Migrations, Ukraine… et remboursement du plan de relance
La Commission fixe trois autres priorités :
- la création d’un nouveau mécanisme, baptisé Euri, pour faire face à la hausse des coûts de financement du plan NextGenerationEU, mis à mal par la hausse des taux d’intérêts (voir notre article du 12 mai 2023).
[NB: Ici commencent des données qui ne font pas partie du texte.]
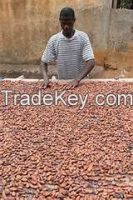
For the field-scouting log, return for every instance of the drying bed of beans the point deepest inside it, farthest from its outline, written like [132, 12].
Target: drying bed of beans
[65, 153]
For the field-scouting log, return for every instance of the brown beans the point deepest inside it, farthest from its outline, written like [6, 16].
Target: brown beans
[63, 152]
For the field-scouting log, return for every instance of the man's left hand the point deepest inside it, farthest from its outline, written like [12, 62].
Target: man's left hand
[73, 84]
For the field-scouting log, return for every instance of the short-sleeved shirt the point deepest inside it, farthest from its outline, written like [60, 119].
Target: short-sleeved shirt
[69, 53]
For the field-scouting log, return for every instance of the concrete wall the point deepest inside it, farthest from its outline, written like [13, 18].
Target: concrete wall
[120, 43]
[26, 25]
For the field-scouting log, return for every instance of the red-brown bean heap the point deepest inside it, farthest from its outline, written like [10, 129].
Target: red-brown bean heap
[63, 152]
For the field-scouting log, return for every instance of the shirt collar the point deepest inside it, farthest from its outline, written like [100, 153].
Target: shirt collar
[69, 39]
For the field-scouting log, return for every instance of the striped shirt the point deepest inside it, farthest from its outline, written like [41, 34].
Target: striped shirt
[70, 53]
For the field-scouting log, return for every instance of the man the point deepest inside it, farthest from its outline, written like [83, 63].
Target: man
[71, 49]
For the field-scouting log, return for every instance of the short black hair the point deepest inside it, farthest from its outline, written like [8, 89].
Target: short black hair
[67, 13]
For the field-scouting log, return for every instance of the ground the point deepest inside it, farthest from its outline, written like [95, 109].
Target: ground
[63, 152]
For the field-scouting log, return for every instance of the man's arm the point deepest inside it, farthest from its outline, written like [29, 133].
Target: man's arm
[44, 70]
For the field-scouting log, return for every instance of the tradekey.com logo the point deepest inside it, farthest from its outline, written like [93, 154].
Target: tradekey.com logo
[57, 97]
[48, 99]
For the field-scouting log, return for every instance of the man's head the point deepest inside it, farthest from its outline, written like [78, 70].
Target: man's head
[67, 20]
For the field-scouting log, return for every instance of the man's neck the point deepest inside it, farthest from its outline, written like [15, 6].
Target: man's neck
[69, 35]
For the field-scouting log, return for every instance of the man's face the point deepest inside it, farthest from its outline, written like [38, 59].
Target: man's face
[67, 26]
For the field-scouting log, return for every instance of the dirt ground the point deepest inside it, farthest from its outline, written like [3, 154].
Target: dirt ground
[62, 152]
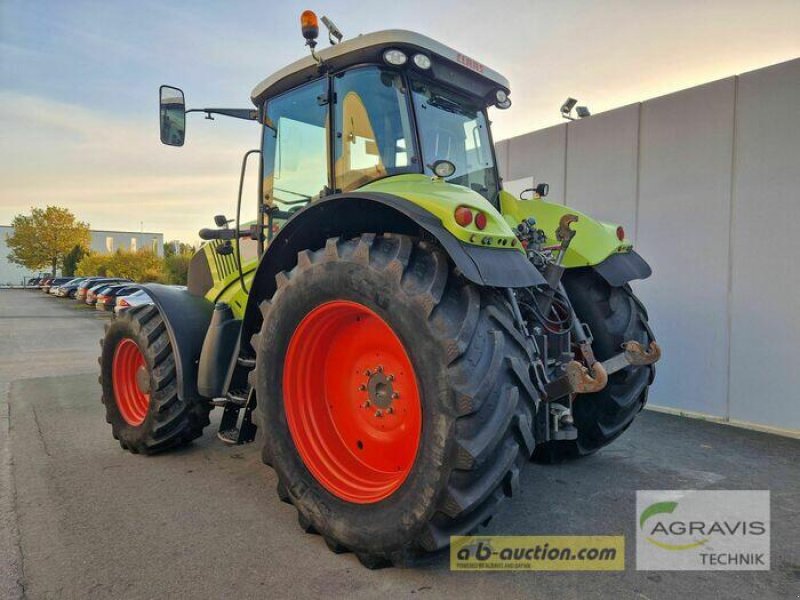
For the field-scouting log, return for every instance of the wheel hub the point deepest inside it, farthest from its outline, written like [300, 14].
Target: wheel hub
[380, 389]
[352, 402]
[143, 379]
[131, 380]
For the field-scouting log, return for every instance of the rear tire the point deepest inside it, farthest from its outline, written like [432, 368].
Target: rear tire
[614, 315]
[137, 354]
[471, 370]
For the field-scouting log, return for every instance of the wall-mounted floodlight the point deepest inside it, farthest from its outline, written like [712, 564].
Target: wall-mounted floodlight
[566, 108]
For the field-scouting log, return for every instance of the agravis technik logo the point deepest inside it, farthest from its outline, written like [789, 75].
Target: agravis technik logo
[702, 530]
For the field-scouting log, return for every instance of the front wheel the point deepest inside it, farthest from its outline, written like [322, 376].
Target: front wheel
[140, 393]
[614, 315]
[394, 396]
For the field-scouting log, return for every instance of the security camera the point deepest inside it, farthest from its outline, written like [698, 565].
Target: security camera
[567, 107]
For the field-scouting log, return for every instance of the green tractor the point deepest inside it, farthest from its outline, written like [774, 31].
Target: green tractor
[403, 334]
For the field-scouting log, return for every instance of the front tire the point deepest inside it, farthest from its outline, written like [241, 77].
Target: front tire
[614, 315]
[140, 392]
[465, 406]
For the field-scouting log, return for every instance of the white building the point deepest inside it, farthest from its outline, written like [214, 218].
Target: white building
[99, 241]
[706, 182]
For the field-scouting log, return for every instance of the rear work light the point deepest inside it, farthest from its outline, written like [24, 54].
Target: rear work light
[463, 216]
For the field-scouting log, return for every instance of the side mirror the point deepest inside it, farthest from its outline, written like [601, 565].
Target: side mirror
[172, 115]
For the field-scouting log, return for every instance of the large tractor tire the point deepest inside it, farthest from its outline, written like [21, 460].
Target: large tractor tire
[614, 315]
[394, 397]
[140, 393]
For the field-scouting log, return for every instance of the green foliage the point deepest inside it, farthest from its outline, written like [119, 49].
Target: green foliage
[175, 247]
[43, 238]
[71, 260]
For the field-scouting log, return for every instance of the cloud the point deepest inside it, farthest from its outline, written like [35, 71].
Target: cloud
[113, 172]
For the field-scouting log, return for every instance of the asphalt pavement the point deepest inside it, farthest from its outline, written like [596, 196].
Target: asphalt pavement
[81, 518]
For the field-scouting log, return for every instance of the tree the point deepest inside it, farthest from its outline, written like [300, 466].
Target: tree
[43, 238]
[72, 259]
[175, 247]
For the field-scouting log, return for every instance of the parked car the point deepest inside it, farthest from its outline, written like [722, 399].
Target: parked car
[107, 298]
[55, 282]
[83, 288]
[68, 289]
[92, 292]
[138, 298]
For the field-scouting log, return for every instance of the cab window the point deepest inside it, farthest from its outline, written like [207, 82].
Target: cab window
[295, 151]
[373, 135]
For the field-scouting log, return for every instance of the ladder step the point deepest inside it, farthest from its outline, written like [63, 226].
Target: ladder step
[229, 436]
[249, 363]
[237, 398]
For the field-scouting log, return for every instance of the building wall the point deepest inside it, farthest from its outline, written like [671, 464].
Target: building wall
[706, 183]
[100, 241]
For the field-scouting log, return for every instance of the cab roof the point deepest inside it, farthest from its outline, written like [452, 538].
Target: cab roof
[448, 65]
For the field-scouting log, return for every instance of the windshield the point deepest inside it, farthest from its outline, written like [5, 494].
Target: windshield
[453, 127]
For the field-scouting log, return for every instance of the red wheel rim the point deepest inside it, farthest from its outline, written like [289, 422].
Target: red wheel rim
[352, 402]
[131, 381]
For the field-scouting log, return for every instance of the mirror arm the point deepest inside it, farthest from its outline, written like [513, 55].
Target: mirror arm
[237, 113]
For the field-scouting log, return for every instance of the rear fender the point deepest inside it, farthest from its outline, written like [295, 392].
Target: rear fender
[349, 215]
[595, 244]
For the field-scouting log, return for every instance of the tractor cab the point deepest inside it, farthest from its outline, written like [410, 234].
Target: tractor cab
[383, 104]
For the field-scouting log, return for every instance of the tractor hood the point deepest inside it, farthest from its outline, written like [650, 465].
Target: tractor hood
[441, 199]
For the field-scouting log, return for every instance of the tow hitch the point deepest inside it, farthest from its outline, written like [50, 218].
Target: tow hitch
[578, 379]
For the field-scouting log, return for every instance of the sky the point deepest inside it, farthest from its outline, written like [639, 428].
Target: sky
[79, 82]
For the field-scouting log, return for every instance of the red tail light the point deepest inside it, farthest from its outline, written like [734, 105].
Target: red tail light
[463, 216]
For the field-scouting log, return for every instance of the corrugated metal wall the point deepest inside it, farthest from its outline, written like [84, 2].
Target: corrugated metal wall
[706, 182]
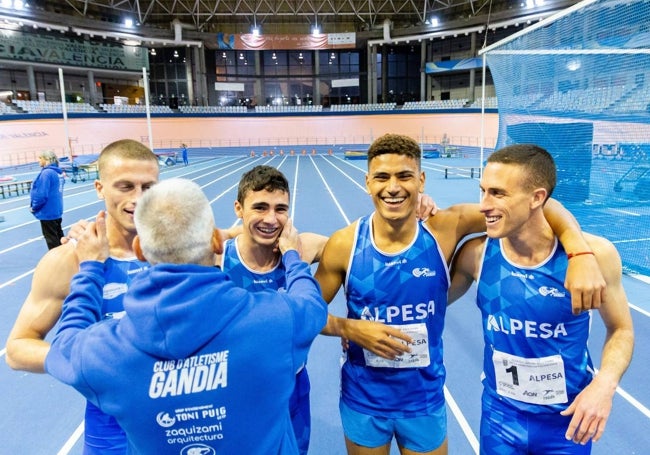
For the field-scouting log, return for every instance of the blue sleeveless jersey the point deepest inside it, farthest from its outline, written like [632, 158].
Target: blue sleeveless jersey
[535, 357]
[103, 435]
[242, 276]
[406, 289]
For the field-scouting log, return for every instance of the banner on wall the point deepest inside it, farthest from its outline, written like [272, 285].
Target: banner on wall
[453, 65]
[60, 50]
[250, 42]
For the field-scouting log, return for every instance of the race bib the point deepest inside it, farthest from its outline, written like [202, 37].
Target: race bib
[417, 358]
[535, 381]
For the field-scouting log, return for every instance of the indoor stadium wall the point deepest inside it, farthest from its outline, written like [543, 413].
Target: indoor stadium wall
[24, 139]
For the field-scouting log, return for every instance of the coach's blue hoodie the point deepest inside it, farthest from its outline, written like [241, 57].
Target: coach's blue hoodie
[196, 365]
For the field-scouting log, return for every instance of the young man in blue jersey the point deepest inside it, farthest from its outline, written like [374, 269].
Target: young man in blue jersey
[252, 261]
[187, 369]
[395, 271]
[126, 170]
[540, 393]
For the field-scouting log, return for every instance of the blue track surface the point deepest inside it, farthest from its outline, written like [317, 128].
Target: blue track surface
[328, 192]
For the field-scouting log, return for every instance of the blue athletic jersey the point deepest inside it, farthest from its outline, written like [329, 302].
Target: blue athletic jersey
[406, 289]
[535, 356]
[102, 434]
[232, 264]
[243, 276]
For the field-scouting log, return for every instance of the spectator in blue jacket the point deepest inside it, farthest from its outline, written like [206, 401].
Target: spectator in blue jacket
[46, 198]
[188, 366]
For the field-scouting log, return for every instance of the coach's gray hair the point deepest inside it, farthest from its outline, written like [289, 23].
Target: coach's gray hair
[175, 223]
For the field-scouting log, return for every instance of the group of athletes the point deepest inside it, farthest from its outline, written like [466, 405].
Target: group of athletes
[538, 279]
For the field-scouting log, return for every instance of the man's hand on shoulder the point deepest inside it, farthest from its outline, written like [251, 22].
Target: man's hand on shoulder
[76, 231]
[426, 207]
[289, 238]
[92, 245]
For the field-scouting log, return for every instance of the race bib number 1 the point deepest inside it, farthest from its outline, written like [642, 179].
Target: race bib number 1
[417, 358]
[536, 381]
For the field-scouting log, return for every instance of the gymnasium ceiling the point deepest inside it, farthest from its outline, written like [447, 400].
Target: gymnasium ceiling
[366, 17]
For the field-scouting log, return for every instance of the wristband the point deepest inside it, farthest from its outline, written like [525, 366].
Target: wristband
[571, 255]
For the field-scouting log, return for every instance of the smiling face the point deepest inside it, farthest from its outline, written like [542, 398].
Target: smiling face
[394, 181]
[507, 201]
[123, 180]
[263, 214]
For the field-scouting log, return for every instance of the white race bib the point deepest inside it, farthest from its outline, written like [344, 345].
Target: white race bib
[417, 358]
[535, 381]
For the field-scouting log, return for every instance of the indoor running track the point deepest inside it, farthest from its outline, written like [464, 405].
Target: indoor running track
[42, 416]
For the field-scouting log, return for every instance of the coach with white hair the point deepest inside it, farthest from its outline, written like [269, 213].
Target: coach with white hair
[46, 198]
[195, 363]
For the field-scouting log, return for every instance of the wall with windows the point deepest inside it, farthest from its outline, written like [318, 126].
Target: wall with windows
[23, 140]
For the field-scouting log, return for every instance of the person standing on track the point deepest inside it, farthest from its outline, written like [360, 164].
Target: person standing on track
[126, 170]
[187, 369]
[46, 198]
[540, 394]
[395, 270]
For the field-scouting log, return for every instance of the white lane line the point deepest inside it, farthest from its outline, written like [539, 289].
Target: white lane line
[329, 190]
[462, 421]
[72, 440]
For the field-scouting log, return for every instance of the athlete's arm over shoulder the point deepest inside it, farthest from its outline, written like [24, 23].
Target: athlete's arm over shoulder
[312, 246]
[584, 278]
[26, 345]
[592, 406]
[333, 263]
[455, 222]
[465, 267]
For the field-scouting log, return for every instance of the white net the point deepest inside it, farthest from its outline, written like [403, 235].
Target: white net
[578, 84]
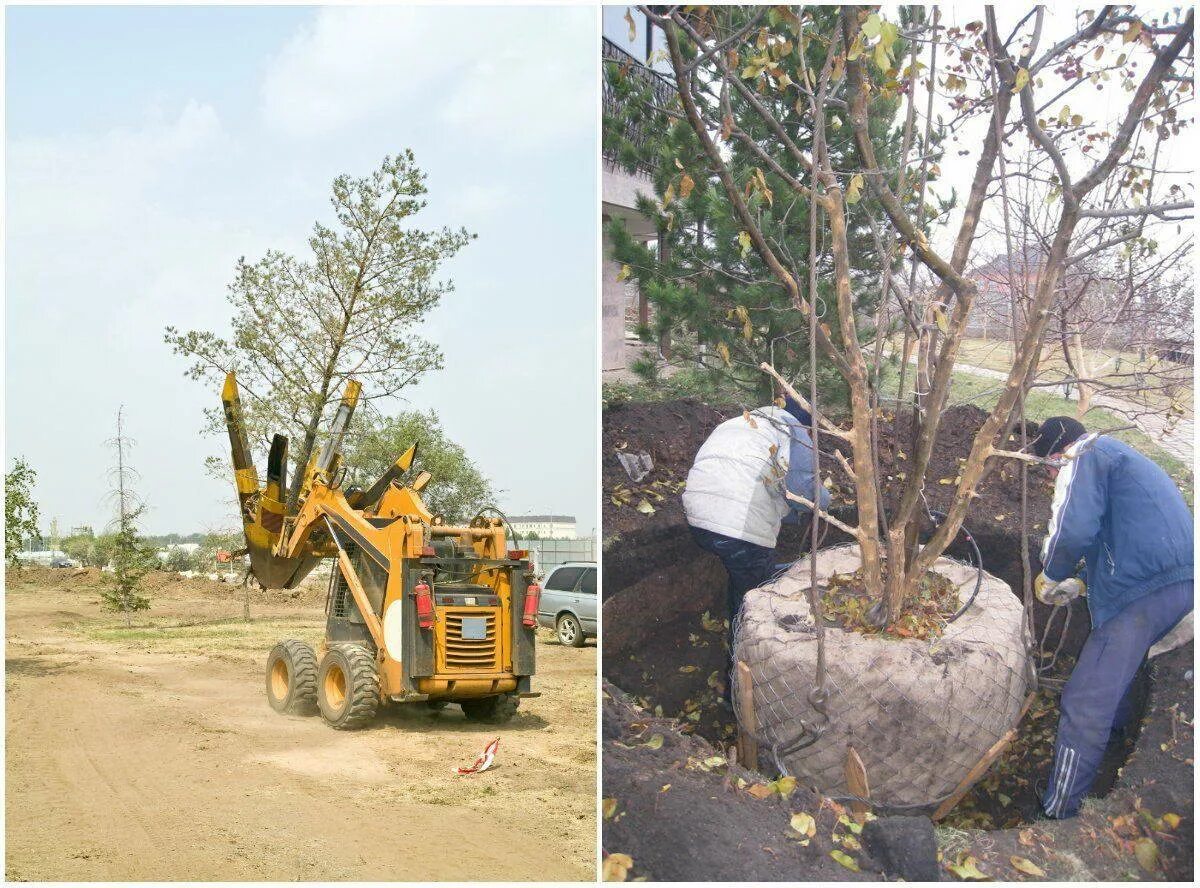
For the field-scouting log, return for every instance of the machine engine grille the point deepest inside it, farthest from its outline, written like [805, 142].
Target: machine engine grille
[469, 654]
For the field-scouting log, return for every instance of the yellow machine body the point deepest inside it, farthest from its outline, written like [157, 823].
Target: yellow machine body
[473, 640]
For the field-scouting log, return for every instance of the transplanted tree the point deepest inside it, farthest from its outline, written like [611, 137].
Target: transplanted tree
[715, 299]
[301, 327]
[130, 556]
[19, 509]
[459, 489]
[1013, 70]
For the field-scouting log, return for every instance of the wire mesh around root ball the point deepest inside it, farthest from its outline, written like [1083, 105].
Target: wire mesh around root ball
[919, 713]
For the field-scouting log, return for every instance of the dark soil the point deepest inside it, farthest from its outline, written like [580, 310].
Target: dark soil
[1101, 844]
[663, 594]
[665, 641]
[682, 820]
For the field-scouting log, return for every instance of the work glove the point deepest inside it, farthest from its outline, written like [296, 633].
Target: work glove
[1057, 592]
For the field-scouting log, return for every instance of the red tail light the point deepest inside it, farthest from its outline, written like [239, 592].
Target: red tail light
[424, 605]
[533, 594]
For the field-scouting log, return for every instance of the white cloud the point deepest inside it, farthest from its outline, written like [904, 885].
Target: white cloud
[485, 70]
[79, 181]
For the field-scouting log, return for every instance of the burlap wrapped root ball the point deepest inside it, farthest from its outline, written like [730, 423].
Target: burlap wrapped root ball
[919, 713]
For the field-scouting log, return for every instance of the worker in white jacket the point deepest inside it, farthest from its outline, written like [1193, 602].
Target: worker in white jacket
[735, 498]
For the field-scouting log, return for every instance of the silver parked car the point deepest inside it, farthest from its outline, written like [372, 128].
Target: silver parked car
[569, 603]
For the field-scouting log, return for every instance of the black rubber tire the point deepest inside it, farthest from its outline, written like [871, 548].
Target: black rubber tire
[574, 637]
[493, 711]
[348, 687]
[292, 678]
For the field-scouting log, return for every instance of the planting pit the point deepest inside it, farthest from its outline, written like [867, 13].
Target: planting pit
[665, 628]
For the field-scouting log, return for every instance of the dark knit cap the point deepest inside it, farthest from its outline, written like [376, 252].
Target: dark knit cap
[793, 407]
[1056, 435]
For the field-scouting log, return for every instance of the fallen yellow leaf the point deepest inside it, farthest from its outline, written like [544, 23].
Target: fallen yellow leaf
[804, 823]
[617, 867]
[845, 859]
[1026, 867]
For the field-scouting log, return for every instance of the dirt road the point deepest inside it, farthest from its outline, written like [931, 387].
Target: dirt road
[151, 754]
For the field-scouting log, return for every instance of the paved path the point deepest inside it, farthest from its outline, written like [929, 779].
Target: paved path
[1177, 441]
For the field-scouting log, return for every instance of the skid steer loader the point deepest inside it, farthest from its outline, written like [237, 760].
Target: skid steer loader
[418, 611]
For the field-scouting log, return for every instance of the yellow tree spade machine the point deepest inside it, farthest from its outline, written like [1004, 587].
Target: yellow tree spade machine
[418, 611]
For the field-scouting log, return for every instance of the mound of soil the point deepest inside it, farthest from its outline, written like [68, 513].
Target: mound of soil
[664, 645]
[683, 813]
[663, 594]
[1143, 829]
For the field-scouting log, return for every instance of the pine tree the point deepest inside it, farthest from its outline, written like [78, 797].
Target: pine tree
[131, 557]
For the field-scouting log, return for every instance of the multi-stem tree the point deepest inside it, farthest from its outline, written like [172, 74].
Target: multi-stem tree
[1020, 78]
[131, 558]
[715, 300]
[303, 327]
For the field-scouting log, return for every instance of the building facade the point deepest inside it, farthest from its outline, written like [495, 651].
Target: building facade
[546, 527]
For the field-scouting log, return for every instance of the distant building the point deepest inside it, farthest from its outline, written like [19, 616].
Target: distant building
[166, 552]
[45, 557]
[1176, 351]
[624, 309]
[546, 527]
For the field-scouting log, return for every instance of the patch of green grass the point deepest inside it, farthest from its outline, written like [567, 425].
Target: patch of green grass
[220, 634]
[717, 389]
[984, 393]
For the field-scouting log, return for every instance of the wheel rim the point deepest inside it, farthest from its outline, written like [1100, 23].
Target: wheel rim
[335, 688]
[280, 679]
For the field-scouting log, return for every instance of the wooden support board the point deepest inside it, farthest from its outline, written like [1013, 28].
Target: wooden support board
[748, 723]
[982, 766]
[857, 784]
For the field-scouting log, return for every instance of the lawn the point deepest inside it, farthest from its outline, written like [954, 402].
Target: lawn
[1162, 383]
[965, 389]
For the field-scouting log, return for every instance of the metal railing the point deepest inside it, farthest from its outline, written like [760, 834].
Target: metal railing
[625, 65]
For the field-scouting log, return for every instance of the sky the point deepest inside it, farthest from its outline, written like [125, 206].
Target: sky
[149, 148]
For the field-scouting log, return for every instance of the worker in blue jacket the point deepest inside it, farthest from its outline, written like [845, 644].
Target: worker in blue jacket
[1122, 516]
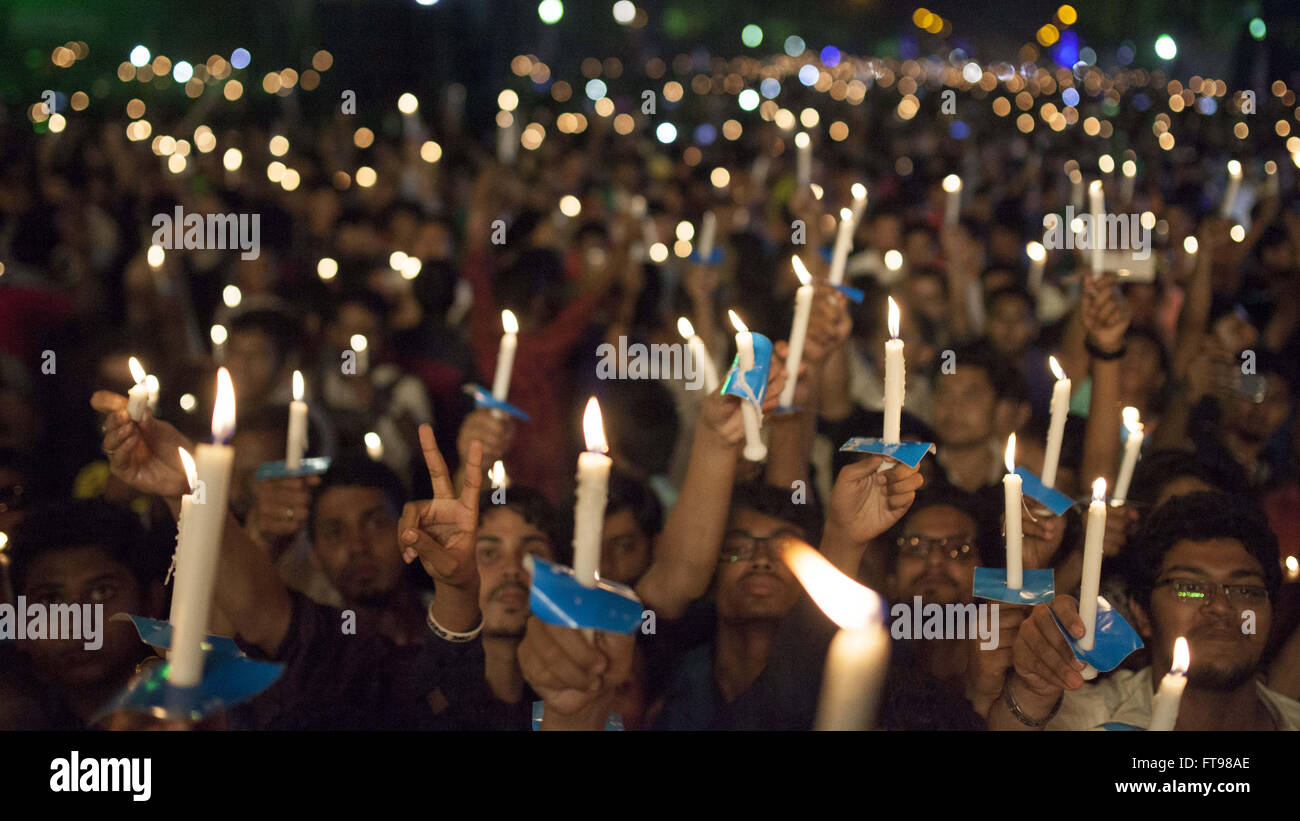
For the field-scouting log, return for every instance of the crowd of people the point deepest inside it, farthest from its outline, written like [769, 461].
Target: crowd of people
[411, 538]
Il couvrirait exclusivement les coûts excédants les projections initiales, fixées avant la remontée des taux d’intérêts ;
- un renforcement du budget de 15 milliards d’euros pour faire face aux migrations et pour consolider les partenariats avec des "pays tiers clés". 2 milliards pour l’effectivité des contrôles aux frontières, 2,5 milliards pour la "réserve de solidarité et d’aide d’urgence" (pour aider les pays tiers à faire face à la crise des réfugiés ou les États membres et pays candidats à l’adhésion à faire face à des catastrophes naturelles ou des crises de santé publique) et 10,5 milliards pour relever le plafond de la rubrique "Le voisinage et le monde" ;
- un nouveau dispositif – une "facilité" – pour l’Ukraine, reposant sur des prêts d’une part, des subventions et garanties d’autre part, pour un total de 50 milliards d’euros maximum sur la période 2024-2027. Les premiers seraient financés par des emprunts sur les marchés financiers et les secondes par le budget de l’UE, en mobilisant la "réserve" au-delà des plafonds de dépenses du cadre financier pluriannuel (qui correspond à la différence entre le montant maximal de ressources que la Commission peut demander aux États membres pour une année donnée et les fonds dont elle a réellement besoin pour couvrir les dépenses inscrites au budget).
Une rallonge pour l’administration de la Commission
Elle demande un relèvement de 1,9 milliard d’euros du plafond des dépenses de l’administration européenne, relevant le "surcroît important de tâches" des deux dernières années, auquel il a été fait face "sans augmentation des effectifs", notamment grâce à "un redéploiement de plus de 900 postes depuis 2019". Ainsi qu’une augmentation de 3 milliards de la dotation de l’instrument de flexibilité pour la période 2024-2027 (qui permet de faire face à des besoins imprévus).
La Commission compte sur la présidence espagnole, qui débutera le 1er juillet, pour parvenir à un accord juste après l’été, et espère une approbation du Parlement avant la fin de l’année, "étant donné que des contraintes budgétaires urgentes se manifesteront dès 2024".